Integrating phase-change or similar materials may help with AI applications. Though MZIs and resonators are good for linear operations, they fare less well with the highly non-linear activation functions used in neural networks. Novel materials would avoid the need to go through energy-intensive electro-optical conversions to implement these functions.
Above: iPronics chip contains a set of interlinked rings that can be configured as around 20 MZIs or seven microring resonators
Photonic AI developments
In the meantime, though more photonics AI developments are coming out of academia, some companies already in business have moved into parallel markets.

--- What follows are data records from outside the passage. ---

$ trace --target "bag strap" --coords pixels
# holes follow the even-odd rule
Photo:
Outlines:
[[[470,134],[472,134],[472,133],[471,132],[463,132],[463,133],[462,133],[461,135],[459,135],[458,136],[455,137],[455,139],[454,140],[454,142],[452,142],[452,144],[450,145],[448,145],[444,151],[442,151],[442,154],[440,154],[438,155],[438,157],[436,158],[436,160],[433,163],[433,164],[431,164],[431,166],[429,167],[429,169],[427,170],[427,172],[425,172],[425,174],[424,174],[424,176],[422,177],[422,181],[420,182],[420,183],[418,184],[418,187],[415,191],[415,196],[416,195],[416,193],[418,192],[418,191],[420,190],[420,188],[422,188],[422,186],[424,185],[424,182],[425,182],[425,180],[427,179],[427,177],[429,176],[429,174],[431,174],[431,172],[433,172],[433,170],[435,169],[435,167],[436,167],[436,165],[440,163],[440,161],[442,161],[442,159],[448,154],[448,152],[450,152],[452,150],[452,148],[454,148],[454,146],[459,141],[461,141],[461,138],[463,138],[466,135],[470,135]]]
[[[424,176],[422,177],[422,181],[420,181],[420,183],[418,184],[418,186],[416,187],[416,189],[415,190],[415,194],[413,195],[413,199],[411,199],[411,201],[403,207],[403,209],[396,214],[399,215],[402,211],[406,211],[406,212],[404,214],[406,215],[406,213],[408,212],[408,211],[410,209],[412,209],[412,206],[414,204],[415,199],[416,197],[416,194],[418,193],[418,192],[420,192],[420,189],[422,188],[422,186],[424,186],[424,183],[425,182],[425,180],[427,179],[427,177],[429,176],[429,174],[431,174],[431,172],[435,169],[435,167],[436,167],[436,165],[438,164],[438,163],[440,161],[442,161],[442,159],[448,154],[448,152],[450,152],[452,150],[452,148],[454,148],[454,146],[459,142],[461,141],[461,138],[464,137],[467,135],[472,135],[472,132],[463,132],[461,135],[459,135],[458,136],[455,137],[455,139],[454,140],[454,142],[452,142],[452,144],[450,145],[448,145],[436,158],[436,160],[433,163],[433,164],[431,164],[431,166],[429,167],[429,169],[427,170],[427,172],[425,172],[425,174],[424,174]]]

Optalysys now focuses on using its SLM-based architecture for accelerating algorithms that work on encrypted data. US-based Luminous had originally planned to build its own photonic AI system, looking at both spiking neural networks and matrix-arithmetic accelerators. But a little over a year ago, the company changed direction.
Management decided to focus on integrating a fully electronic accelerator with photonics for the interconnect on the basis that this architecture would deliver better prospects for relieving the bottlenecks in AI training using today’s technology.
Though data-centre applications continue to attract venture-capital funding, they may not provide the best outlet for novel materials. One driver behind the development of optical computing in the 1990s lay in routers. The increasing use of machine learning for classifying network packets and for coordinating 5G basestations, which are today interconnected by fibre, provides an opportunity for photonic AI.
Similarly, photonic processors could find uses as high-bandwidth preprocessors for optical sensors and cameras.
A key issue with deploying the new materials lies in obtaining access to manufacturing to even prototype with them.
Researchers have found it difficult to find foundries who will work with novel phase-change and similar materials. Initiative like the EU’s PhotonixFab network of pilot lines may close the gap by providing stronger links between commercial foundries and research institutes with lab-scale equipment.
But photonics has a way to go before it becomes a staple of computing rather than communications.